Gayle King did not expect to be discussing the sexual misconduct allegations against her friend and co-host Charlie Rose during her Late Show appearance back when it was scheduled, but the current news cycle isn’t kind. A report on Rose in The Washington Post featured graphic allegations of sexual misconduct by Rose from at least eight women who worked or sought work with his PBS program, leading to his dismissal from CBS and PBS despite his denial that his actions should be considered “wrongdoings.”
King and her co-host Norah O’Donnell addressed the allegations on CBS This Morning on Tuesday and made it clear that they weren’t going to treat their former co-host any differently. She emphasized this during her interview with Colbert, telling the host that the news was painful and that she was still trying to comprehend Rose’s fall:
“To be honest with you, it still isn’t easy. It’s still very painful, it’s still very hurtful. Charlie and I worked together, been friends, but when you think about the anguish of those women despite the friendship you still have to report the news…
“I wanted to cancel because I didn’t want to be sitting here talking about this, but when you think about the job we do at CBS and how hard the people work, I want to know we are a top notch broadcast operation and that’s why I thought it was important to be here.”
King goes on to mention how the growing number of sexual assault allegations are stunning and echoes some of the sentiments shared by herself and O’Donnell on CBS This Morning, hoping for a change in the culture instead of just taking out these notable figures until the next time it happens.
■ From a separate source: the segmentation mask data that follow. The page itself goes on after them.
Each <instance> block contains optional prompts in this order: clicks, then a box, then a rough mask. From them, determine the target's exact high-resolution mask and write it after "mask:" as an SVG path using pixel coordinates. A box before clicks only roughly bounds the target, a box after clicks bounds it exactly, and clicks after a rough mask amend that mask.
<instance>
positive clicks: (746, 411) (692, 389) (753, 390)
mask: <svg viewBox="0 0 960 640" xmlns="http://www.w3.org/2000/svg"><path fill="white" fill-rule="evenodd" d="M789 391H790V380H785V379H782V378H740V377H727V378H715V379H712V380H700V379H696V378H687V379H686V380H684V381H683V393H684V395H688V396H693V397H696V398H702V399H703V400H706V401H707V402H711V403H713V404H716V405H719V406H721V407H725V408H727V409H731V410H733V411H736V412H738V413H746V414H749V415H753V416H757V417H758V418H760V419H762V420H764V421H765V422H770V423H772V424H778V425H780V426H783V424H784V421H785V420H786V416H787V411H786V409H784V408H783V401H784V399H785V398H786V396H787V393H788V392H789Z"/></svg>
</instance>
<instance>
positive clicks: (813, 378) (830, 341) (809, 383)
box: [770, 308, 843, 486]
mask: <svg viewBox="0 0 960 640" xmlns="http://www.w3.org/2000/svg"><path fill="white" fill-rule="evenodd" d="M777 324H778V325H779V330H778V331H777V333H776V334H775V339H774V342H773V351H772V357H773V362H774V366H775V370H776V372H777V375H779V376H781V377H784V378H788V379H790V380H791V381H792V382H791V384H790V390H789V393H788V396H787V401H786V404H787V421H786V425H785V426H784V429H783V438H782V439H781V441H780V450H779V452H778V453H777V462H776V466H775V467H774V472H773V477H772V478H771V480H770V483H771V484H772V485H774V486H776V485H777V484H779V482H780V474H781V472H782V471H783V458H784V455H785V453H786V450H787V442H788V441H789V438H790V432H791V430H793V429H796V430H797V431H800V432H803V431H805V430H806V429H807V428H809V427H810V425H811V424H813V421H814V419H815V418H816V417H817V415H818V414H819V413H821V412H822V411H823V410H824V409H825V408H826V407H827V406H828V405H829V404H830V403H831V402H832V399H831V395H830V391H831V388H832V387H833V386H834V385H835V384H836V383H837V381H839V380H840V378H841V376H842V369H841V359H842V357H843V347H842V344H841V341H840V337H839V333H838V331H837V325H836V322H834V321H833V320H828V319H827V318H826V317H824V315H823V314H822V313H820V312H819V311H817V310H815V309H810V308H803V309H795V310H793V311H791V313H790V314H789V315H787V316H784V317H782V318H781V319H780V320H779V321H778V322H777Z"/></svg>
She also mentions Colbert’s monologue for how it hit her close to home for its tone about Rose, but as the host points out, he was just doing his job. It is never fun to hear someone knock the people you know and consider your friends, even if it is funny. But where sometimes you want to do something similar to what Lena Dunham did over the weekend, King and her colleagues at CBS News put professionalism ahead of their personal feelings.